Re: The case for glob in SRFI 170
Lassi Kortela 11 Dec 2019 18:03 UTC
> Yes, it's messy. Yes, it has a lot of goofy options. Yes, its regex
> language is like nothing else anywhere (except its ancestors in the DEC
> operating systems, though [...] comes from Unix regex).
>
> BUT: it's in C, and that makes it fast even on slow Schemes. I think
> that alone makes it worth considering.
As stated, I'd vote against it in this SRFI, but would probably like it
in a dedicated higher-level SRFI.
- As mentioned, it's significantly higher-level than the other stuff in
this SRFI.
- It's easy to implement in portable Scheme on top of a directory walker.
- Not sure interpreter speed is the bottleneck even on slow
interpreters; is interpretation really slower than syscalls and disk I/O?
- Probably not implemented in C on Windows API. Windows FindFirstFile()
has its own weird glob syntax that we need to deliberately avoid in any
case.
- There is no agreement on a particular glob syntax. In particular, "**"

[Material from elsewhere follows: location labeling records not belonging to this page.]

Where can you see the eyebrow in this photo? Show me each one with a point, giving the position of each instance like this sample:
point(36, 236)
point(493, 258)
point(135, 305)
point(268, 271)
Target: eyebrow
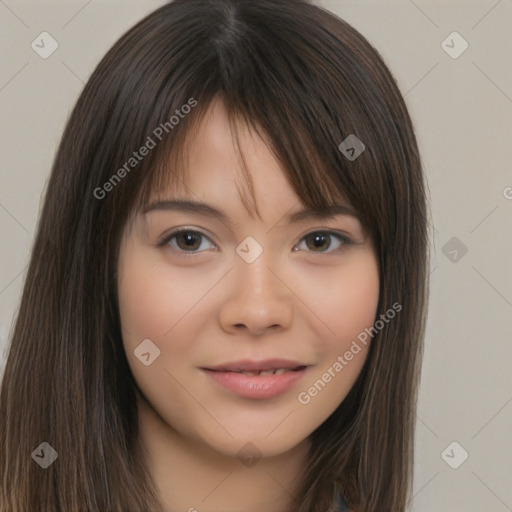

globs are useful but not as standard. How are international characters
handled? Etc.
- It'd be nice to use S-expression regexps instead of using string
regexps and worrying about escaping. Probably would be nice to have the
traditional string regexps as well.
> Specifics: I think GLOB_MARK (terminate directory paths with slashes)
> should always be on, GLOB_ERR (raise an error if opening or reading a
> directory fails, otherwise carry on) should be exposed, and GLOB_NOSORT
> (don't sort results) should be exposed in the reverse sense.
>
> So: (glob pattern report-error? sorted?). The result is a list of
> strings, possibly an empty list (if you want the bash behavior of
> returning the pattern as a result, do it yourself).
Another procedure that begs for keyword arguments ;-) Or some other way
to pass named options.
Not much opinion on those particular options; errors should probably be
on by default.
> Glibc exposes a lot more flags than Posix, but I don't think any of them
> are killers.
We also need to support musl libc and the like. Do those have glob()?